Poached Eggs over Polenta with Olive-Herb Pesto
for the pesto:
1/3 cup olive oil
1/2 cup green olives, coarsely chopped
1 cup fresh Italian parsley or basil, coarsely chopped (I used basil)
1/2 cup fresh thyme, coarsely chopped (I used ½ tsp. of dried thyme)
Mix olives and fresh herbs in a medium-sized bowl. Stir in olive oil and season with salt and pepper. Mix until homogenous. Set aside.
For the polenta:
2 cups polenta (I used 2 cups of yellow corn meal)
8 cups water (depending on how thick you like your polenta)
1/2 cup hard cheese, shredded (Parmesan or Gruyere are both great for this)
3/4 teaspoon salt
Heat water in a large pot, when boiling, slowly pour in polenta. Lower the temperature to simmer and cook for about 20-25 minutes (the corn meal only took about 5 minutes because it is so fine), until polenta has absorbed the water. Take pot off flame and stir in shredded cheese and salt. Season with salt and pepper. Cover and set aside until plating.
for the poached eggs:
1 teaspoon lightly-colored vinegar (any type will do, just not balsamic as it will color the eggs)
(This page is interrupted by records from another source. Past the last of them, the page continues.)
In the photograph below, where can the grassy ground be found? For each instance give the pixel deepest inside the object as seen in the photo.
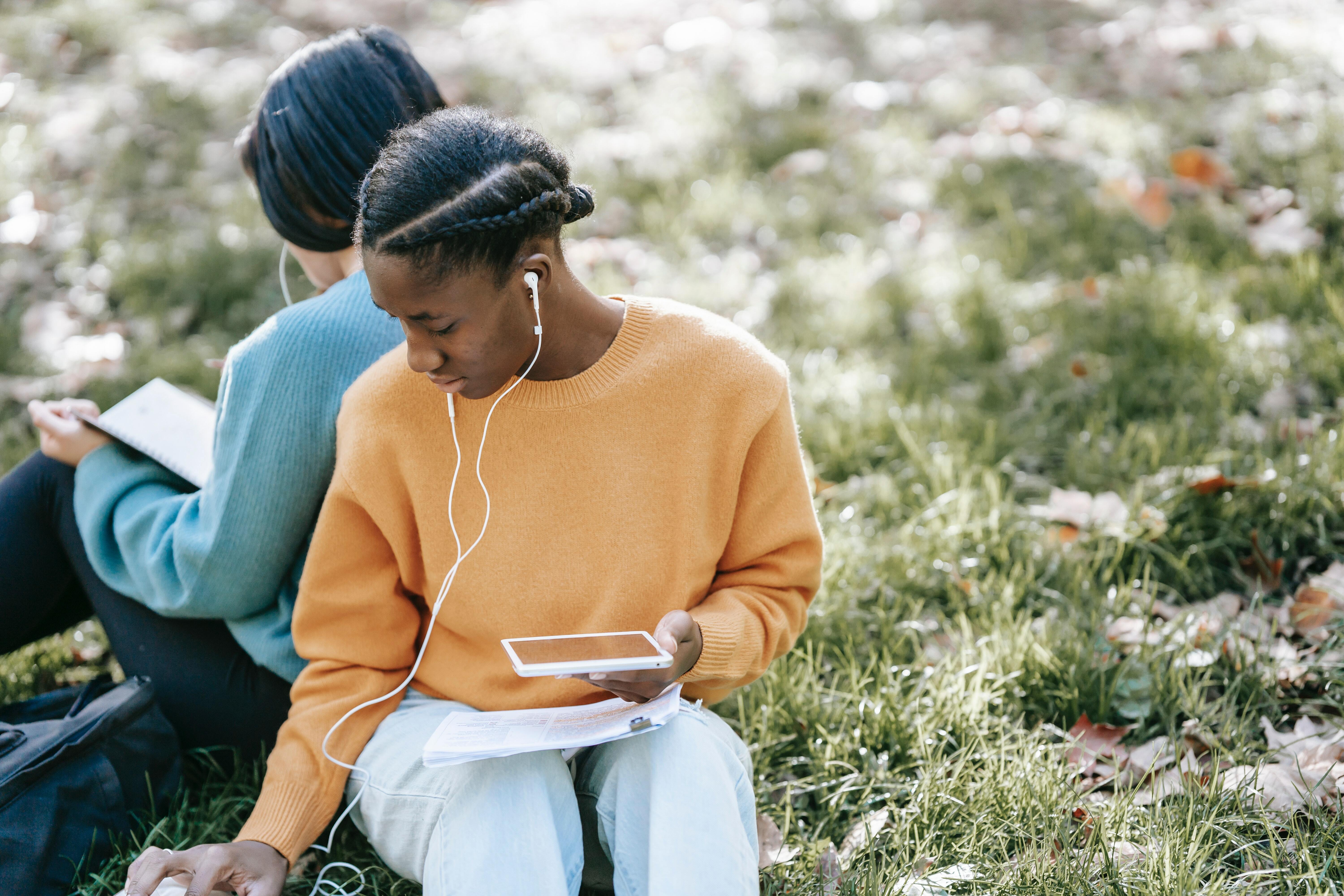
(963, 226)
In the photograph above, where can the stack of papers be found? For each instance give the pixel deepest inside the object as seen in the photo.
(467, 737)
(166, 424)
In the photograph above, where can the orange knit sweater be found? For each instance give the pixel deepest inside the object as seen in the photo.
(666, 476)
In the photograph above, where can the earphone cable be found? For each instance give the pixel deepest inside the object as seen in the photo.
(331, 889)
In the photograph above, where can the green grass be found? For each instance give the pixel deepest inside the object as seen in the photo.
(936, 373)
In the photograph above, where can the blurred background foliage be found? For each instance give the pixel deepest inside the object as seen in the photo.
(1006, 248)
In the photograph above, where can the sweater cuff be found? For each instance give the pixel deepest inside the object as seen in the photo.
(720, 645)
(284, 819)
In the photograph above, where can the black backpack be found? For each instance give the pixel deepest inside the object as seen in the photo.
(75, 765)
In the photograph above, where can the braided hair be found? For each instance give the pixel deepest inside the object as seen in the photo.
(463, 189)
(321, 124)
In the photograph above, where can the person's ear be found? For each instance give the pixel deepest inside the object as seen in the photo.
(544, 268)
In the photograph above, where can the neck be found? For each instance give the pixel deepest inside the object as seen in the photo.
(580, 327)
(349, 261)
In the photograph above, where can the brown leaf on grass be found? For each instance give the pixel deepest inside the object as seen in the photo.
(1272, 786)
(1314, 608)
(1092, 742)
(771, 844)
(1152, 206)
(1065, 534)
(1148, 201)
(1213, 484)
(829, 870)
(1202, 167)
(1265, 571)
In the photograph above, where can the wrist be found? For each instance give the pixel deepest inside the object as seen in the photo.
(694, 653)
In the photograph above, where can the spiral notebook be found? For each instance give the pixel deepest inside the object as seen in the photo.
(166, 424)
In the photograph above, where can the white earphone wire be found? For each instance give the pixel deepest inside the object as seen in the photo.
(284, 281)
(333, 889)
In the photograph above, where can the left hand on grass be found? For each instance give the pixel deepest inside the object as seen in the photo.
(679, 635)
(64, 437)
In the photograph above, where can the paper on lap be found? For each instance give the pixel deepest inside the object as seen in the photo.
(467, 737)
(171, 889)
(163, 422)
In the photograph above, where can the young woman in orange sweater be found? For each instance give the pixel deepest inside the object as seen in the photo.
(644, 472)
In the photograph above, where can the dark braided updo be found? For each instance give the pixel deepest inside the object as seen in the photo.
(463, 189)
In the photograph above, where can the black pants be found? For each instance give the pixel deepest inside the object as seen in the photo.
(210, 688)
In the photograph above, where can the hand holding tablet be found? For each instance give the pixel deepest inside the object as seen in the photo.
(632, 666)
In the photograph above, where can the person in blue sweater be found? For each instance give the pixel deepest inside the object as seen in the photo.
(196, 588)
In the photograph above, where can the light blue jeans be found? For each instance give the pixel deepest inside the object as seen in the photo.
(673, 811)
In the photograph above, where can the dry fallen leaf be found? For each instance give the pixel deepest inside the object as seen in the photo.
(1148, 201)
(1213, 484)
(1092, 742)
(1265, 571)
(1272, 786)
(772, 850)
(1065, 534)
(1201, 166)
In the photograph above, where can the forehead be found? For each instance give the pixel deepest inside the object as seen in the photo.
(404, 289)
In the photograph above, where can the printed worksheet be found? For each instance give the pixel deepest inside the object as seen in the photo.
(166, 424)
(466, 737)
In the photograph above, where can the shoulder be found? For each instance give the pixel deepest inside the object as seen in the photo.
(385, 381)
(712, 350)
(343, 315)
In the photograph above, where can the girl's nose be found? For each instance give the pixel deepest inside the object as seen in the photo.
(421, 354)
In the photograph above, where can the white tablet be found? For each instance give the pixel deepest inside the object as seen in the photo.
(581, 653)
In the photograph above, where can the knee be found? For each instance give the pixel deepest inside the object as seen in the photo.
(689, 741)
(540, 774)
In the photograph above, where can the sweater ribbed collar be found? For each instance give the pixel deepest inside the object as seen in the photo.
(596, 381)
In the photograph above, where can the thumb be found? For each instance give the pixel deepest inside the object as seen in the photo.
(674, 629)
(42, 416)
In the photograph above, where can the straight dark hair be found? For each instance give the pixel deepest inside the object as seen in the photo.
(463, 189)
(321, 125)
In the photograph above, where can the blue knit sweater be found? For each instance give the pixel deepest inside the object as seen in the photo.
(236, 549)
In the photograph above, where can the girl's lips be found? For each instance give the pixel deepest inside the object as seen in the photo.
(450, 386)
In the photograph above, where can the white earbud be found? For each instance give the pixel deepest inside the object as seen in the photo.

Crack eggs into a small bowl, set aside. Heat another medium-sized pot with water, adding a sprinkle of salt and teaspoon of vinegar to water. When water is at a boil, slip the four eggs into the water bath, swirling with a spoon to help eggs form into solid shapes. Cook for about four minutes for a slightly runny center to six minutes for a firm center (I did 6 minutes)
to assemble the dish:
ladle about 1 1/2 cups of the polenta into a large bowl, add an egg to each bowl, garnish with the olive-herb pesto. Serve with extra olive oil and lots of salt and pepper.
This was a good recipe. A grown-up should help with the boiling water because the corn meal gets hard to stir and it’s hard to pour the eggs into boiling water.